Improving Autonomy and Natural Interaction of Pepper Robot via Large Language Models
摘要
The field of Social Robotics is concerned with the development and enhancement of robots as interactive social companions and tools, aimed at aiding humans in a variety of tasks. Despite the ongoing progress, a primary issue encountered is the discrepancy between human instructions and the robot’s interpretation and execution of these directives. Often, this is attributed to the deterministic nature of pre-defined programming, resulting in poor performance during tasks that deviate from this programming. Prior approaches have explored natural language interfaces for logistics and task planning, however, they rely on predefined task structures and focus on non-social or highly constrained scenarios. This research contributes to this problem and proposes a solution by enhancing the autonomous function and interaction of a Pepper robot through the assessment of Large Language Models (LLMs). By leveraging LLM capabilities, the objective is to create a system allowing the robot to autonomously interpret instructions given in natural language to perform general-purpose tasks. The study involves the comparison of different LLMs proficiency in generating code commands for robotics.

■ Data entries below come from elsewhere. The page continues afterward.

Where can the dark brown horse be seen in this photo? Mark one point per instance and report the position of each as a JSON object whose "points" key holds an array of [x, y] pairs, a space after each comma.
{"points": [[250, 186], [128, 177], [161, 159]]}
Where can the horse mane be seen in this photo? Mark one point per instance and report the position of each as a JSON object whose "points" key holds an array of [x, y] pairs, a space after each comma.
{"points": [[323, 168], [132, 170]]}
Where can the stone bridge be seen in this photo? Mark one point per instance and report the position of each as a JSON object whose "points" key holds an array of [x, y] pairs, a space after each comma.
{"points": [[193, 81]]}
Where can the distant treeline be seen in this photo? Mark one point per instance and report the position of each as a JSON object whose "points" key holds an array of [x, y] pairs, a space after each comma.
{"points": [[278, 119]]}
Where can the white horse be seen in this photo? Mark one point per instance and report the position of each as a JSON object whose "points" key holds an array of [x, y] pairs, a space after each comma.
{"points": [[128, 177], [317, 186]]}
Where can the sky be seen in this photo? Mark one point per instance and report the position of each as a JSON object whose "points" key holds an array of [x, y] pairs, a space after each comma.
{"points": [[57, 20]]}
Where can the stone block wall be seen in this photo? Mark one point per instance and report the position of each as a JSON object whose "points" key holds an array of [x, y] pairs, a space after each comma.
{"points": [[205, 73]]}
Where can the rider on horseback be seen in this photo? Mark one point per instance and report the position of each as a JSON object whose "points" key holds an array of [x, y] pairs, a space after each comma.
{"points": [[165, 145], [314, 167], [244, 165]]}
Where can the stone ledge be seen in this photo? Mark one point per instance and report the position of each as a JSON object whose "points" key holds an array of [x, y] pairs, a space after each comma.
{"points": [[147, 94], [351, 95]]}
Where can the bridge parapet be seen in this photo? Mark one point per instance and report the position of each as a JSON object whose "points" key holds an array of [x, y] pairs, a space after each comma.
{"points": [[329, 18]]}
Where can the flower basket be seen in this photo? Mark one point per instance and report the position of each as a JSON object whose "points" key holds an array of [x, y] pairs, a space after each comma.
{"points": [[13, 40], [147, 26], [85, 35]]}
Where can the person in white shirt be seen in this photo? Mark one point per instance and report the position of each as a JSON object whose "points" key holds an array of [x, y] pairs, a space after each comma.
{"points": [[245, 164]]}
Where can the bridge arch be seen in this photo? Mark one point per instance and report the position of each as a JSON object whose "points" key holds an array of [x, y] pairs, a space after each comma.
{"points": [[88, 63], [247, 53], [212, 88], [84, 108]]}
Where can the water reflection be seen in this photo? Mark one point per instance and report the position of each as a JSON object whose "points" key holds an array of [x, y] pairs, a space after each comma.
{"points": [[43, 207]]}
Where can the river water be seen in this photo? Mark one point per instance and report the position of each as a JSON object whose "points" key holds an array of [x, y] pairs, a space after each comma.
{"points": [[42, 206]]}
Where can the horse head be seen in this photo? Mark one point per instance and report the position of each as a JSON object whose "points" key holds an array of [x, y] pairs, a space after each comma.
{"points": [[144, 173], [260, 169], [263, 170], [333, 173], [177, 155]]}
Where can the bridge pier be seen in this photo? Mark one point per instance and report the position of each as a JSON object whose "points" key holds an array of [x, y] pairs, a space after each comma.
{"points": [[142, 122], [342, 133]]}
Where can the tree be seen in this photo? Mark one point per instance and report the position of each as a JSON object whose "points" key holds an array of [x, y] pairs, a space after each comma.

The assessment of the quality and efficiency of the produced code will be grounded upon the results of code execution, leveraging diverse strategies and code abstraction tiers. The evaluation methodology combines automated tests with human evaluations. Our principal contribution encompasses the development of a task-processing system that links natural language instructions to robotic operations. Furthermore, our analysis revealed that our best configuration using GPT-4 successfully completed 89 out of 120 algorithmically generated tasks, achieving a success rate of 74.17%.